Speech synthesis was achieved by decoding electrocorticographic (ECoG) signals recorded during overt speech production from cortical regions associated with articulation and phonation. The participant's significant impairments in articulation and phonation were addressed by focusing on a closed vocabulary of six keywords, which he could produce individually with high intelligibility. Training data were acquired over six weeks, and the BCI was deployed in closed-loop sessions for real-time speech synthesis. Delayed auditory feedback was provided to accommodate the ongoing deterioration in the patient's speech due to ALS.
The pipeline for synthesizing acoustic speech from neural signals involved three recurrent neural networks (RNNs) to identify and buffer speech-related neural activity, transform neural activity sequences into an intermediate acoustic representation, and recover the acoustic waveform using a vocoder. The RNNs were trained to detect neural voice activity and map high-gamma features onto cepstral and pitch parameters, which were then converted into acoustic speech signals. Statistical analyses, including Pearson correlation coefficients and permutation tests, validated the accuracy and reliability of the synthesized speech.
Results and discussion
The speech-synthesis BCI could effectively recreate the participant's speech during online decoding sessions. The synthesized speech was found to align well with the natural speech in timing, preserving important speech features, including phoneme and formant-specific information (correlation score 0.67). Across three sessions, about five and a half months after training, the system was found to continue to perform consistently.
In listening tests with 21 native English speakers, synthesized words were correctly identified with 80% accuracy, except for occasional confusion between similar words like "Back" and "Left." Individual listener accuracy ranged from 75% to 84%. The synthesized words, designed for intuitive command and control, demonstrated promising intelligibility despite some challenges in discriminating similar words. In contrast, listeners recognized most of the samples of the participant's natural speech with high accuracy (99.8%).

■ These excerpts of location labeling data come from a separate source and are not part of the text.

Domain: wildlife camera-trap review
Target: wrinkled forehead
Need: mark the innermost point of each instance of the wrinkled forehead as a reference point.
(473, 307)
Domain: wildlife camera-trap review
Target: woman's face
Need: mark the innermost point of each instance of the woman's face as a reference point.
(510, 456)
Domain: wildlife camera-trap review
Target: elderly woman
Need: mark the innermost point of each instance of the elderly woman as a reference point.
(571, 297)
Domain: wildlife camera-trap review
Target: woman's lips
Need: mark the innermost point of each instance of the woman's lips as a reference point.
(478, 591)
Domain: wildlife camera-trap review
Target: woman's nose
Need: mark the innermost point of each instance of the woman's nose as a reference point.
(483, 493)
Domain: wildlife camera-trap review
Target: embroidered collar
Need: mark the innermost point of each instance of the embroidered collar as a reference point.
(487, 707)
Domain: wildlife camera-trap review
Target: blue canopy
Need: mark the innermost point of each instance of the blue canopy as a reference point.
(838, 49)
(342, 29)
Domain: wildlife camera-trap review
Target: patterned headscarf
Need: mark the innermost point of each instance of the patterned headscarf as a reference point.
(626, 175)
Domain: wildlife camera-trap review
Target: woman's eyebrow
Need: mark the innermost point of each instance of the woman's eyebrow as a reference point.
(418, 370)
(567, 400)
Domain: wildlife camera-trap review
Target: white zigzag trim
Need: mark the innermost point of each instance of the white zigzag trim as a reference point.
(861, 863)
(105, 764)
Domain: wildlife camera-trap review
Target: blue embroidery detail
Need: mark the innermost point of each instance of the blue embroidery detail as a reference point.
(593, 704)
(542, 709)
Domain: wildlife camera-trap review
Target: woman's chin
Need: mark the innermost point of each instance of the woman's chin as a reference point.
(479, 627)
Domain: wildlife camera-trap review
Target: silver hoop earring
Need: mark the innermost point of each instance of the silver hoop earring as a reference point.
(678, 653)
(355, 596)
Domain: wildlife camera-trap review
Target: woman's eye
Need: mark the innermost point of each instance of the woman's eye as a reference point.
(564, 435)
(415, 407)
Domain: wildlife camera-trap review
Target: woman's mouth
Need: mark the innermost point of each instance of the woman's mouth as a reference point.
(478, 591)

Further analysis identified the brain areas important for recognizing speech segments. It was found that a wide network of electrodes in motor, premotor, and somatosensory cortices played a significant role, while the dorsal laryngeal area, the part of the brain linked to voice activity, only had a mild impact on speech recognition. The study showed that neural activity during speech planning and phonological processing was crucial for predicting speech onset. Interestingly, relevance scores over time prior to predicted speech onset showed a decline after -200 ms, possibly indicating that voice activity information was already stored in the model's memory by that point, reducing the effect of further neural activity changes. Overall, the analysis shed light on spatiotemporal dynamics underlying the model's speech-identification process.
Conclusion
In conclusion, the present study highlights the potential for chronically implanted BCI technology to provide a means of communication for individuals with ALS and similar conditions as their speech deteriorates. The stability of the model encourages the use of ECoG as a foundation for speech BCIs. The study offers hope for improved quality of life and autonomy for those living with conditions like ALS.